Documentation
¶
Overview ¶
Package pebble implements the cross-engine compaction primitive for the v3 Pebble-backed storage engine.
The compactor takes a `base` engine and one or more `applied` engines (each representing a sync_run worth of records) and atomically merges `applied`'s data into `base` using pebble.DB.IngestAndExcise:
- For each applied engine, iterate its records in the source engine's key order and accumulate them into an SST file on disk.
- Call base.DB.IngestAndExcise(paths, exciseSpan) with the new SST and the key range covering the applied sync_id.
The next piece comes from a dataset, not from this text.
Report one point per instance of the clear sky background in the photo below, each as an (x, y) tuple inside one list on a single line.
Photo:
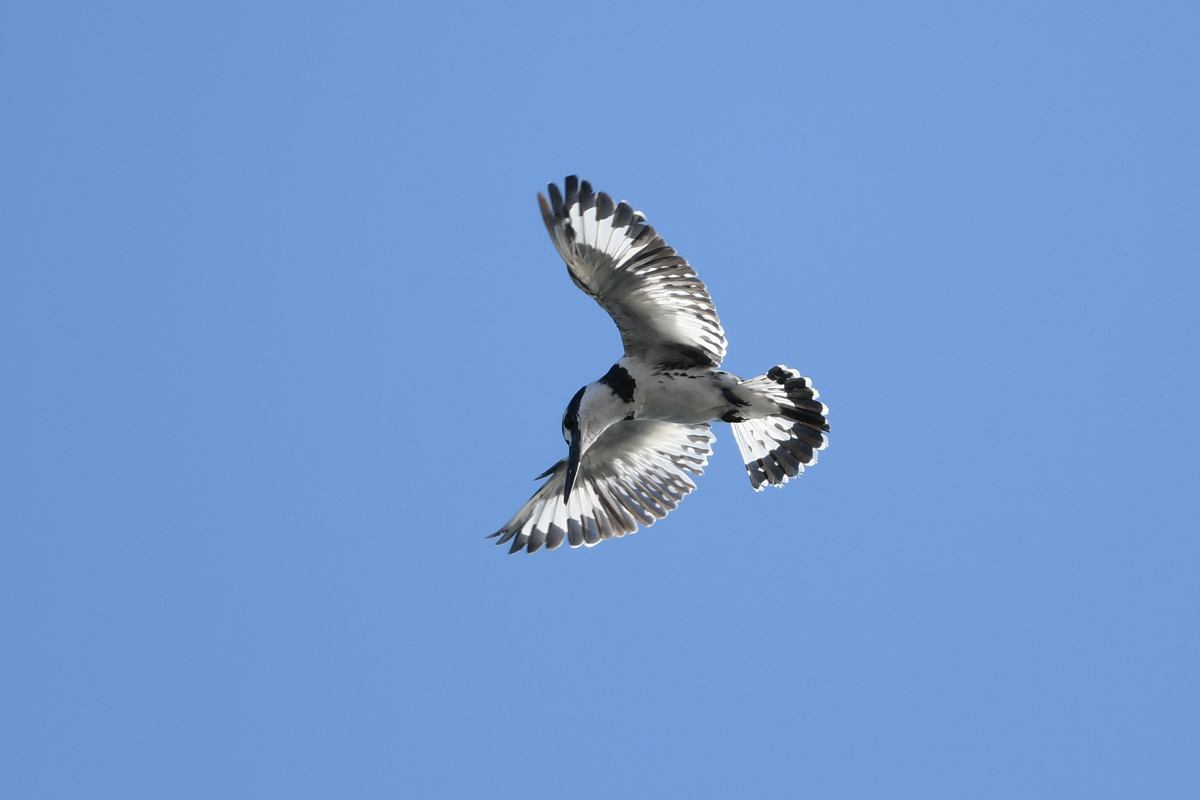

Pebble atomically: (a) excises every key in [exciseSpan.Start, exciseSpan.End) from base — old sync_id rows go away in one shot. (b) ingests the SST as a new L6 file (or flushable, depending on Pebble's choice) under that range.
The net effect is a byte-level merge: zero proto encode/decode per record, zero LSM compaction churn from a record-by-record Put loop.
Bound: each Compact call replaces exactly one sync_id range in the destination. Multi-sync rollup is a higher-level loop that Compact in sequence.
Index ¶
Constants ¶
This section is empty.
Variables ¶
var ErrEmptySync = errors.New("synccompactor/pebble: source has no records under the given sync_id")
ErrEmptySync is returned when Compact is called with a sync_id that has no records in the source engine. The caller can treat this as a no-op or as an error depending on context.
Functions ¶
func MergeInto ¶ added in v0.12.5
func MergeInto(ctx context.Context, dest *enginepkg.Engine, sources []SourceSync, destSyncID string) error
MergeInto folds every source's primary records into dest under destSyncID, producing a single merged sync. It is the native-Pebble equivalent of the SQLite ATTACH union: across all inputs, the newest record per logical key (by discovered_at, ties keep the incumbent) survives, and dest's derived indexes are rebuilt from the survivors.
destSyncID must already exist in dest (created by StartNewSync) and be empty — MergeInto only adds records, it never excises, so no pre-existing data under destSyncID is assumed.
Only the four primary record buckets are copied: resource_types, resources, entitlements, grants. Assets are intentionally NOT copied — this matches the SQLite compaction path, which folds only those four tables and drops assets from the compacted sync; copying assets here would give Pebble compacted syncs asset access the SQLite path does not have. Index keyspaces are not copied verbatim either; the per-record write path rebuilds them from the surviving primaries.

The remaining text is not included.